Mr. Dobbs, once a pinstriped purveyor of financial news, has burrowed deep into the popular culture as a self-styled populist enraged by illegal immigration. When he resigned on the air Wednesday night, he made it clear that that aspect of his public persona is not going away. He listed immigration along with jobs, the middle class and war as among the issues urgently needing his kind of honest, straightforward examination.
"Unfortunately," he said, "these issues are now defined in the public arena by partisanship and ideology rather than by rigorous, empirical thought and forthright analysis and discussion."
Mr. Dobbs couldn't have phrased a more apt criticism of himself. He calls himself Mr. Independent, but he is far closer in style and method to the right-wing ranters who mold the facts to shape the argument on television and on AM radio, where Mr. Dobbs still has a show. Mr. Dobbs's CNN program has long been a nesting ground for untruths and conspiracy theories: fretting over a nonexistent, immigrant-borne leprosy epidemic; questioning President Obama's citizenship; issuing dark warnings about the "North American Union," a supposed plot to strangle United States sovereignty.

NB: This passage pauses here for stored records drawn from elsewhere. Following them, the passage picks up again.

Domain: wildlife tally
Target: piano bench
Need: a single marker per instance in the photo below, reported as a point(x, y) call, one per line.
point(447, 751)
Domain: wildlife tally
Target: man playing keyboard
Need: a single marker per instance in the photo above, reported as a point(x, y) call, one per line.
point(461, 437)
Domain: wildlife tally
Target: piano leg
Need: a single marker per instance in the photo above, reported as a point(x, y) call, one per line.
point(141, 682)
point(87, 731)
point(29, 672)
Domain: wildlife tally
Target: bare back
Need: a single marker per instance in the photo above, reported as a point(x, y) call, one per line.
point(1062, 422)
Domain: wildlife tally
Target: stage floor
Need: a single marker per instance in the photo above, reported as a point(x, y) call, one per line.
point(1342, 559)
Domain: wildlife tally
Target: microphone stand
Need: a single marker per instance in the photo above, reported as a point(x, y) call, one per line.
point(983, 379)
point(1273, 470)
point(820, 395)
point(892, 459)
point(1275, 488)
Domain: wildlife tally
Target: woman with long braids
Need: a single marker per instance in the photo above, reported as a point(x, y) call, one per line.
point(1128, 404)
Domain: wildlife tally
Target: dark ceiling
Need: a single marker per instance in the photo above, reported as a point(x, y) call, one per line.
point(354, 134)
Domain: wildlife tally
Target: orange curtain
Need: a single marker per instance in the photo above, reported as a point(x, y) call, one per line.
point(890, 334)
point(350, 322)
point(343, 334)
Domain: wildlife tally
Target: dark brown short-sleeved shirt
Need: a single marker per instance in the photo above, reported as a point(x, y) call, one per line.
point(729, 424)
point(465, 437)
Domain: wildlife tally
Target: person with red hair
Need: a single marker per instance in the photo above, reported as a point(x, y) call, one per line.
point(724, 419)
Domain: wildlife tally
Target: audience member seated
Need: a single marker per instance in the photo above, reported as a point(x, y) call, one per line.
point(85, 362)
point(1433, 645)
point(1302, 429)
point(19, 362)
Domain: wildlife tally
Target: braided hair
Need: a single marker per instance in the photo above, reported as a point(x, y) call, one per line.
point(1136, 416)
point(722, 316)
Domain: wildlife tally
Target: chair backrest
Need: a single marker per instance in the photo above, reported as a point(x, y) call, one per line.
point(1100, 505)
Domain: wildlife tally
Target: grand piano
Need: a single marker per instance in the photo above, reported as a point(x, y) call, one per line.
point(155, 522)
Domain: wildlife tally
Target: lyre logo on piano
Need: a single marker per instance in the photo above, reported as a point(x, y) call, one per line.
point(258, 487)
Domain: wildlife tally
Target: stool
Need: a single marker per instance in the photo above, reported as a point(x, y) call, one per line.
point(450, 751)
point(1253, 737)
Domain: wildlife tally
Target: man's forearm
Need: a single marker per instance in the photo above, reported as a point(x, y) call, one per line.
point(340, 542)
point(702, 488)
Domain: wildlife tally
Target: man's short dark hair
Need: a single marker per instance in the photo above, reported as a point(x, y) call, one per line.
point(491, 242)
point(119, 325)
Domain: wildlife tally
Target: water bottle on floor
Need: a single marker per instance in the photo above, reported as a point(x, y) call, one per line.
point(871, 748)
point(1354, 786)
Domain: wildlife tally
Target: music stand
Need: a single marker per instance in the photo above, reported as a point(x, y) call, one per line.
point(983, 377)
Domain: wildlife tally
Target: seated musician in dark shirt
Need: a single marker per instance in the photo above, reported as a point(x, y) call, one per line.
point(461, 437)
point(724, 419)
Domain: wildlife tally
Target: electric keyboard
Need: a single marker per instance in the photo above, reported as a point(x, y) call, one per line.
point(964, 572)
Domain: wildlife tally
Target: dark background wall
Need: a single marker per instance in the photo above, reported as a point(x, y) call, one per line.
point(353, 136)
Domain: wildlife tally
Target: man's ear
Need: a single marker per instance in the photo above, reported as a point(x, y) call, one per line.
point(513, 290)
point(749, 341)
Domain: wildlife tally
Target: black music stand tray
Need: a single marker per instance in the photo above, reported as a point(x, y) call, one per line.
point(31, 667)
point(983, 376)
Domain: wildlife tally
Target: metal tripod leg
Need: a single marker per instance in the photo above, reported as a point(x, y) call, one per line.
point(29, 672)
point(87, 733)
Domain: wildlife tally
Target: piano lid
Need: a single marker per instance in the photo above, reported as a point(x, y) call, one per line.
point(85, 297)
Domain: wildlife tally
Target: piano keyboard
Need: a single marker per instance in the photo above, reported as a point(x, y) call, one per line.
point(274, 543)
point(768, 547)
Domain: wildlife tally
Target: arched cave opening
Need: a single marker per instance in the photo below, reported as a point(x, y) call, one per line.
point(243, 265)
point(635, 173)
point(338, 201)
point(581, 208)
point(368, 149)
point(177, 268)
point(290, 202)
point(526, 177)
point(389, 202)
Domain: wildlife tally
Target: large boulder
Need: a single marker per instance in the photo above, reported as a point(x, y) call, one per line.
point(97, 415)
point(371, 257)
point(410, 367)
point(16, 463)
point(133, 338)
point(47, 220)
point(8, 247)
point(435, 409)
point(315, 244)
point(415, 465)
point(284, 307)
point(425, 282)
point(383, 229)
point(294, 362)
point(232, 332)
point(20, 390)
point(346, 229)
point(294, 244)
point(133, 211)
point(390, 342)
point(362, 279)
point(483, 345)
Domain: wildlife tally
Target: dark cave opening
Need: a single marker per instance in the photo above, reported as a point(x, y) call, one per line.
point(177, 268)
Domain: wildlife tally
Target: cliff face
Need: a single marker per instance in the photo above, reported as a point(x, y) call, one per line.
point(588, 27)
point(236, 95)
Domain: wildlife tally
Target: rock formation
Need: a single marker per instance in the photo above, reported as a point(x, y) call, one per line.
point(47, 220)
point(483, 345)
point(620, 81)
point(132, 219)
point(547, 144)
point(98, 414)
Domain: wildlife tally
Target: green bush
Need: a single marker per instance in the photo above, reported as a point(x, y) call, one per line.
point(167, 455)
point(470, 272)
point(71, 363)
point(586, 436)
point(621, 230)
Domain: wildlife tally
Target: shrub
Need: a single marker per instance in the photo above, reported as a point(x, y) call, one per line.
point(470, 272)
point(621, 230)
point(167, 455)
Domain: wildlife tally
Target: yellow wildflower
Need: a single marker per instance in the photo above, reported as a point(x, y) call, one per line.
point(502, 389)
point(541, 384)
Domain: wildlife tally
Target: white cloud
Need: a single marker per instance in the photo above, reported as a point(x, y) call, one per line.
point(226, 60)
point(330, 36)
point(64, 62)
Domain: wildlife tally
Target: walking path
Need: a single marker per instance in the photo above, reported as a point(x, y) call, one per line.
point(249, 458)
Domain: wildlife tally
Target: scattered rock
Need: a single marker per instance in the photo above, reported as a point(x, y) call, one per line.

Proving that immigration really riles the Times, it departed from its sober liberal editorial tone and unleashed a rant about "greedy corporate interests" worthy of a high school newspaper:
Now Mr. Dobbs has pledged to "engage in constructive problem solving." Here is a problem to solve constructively: Illegal immigrants are, as Mr. Dobbs likes to say, decent, honest, hard-working people. They are exploited by greedy corporate interests. They are not about to deport themselves, and we aren't about to deport them all.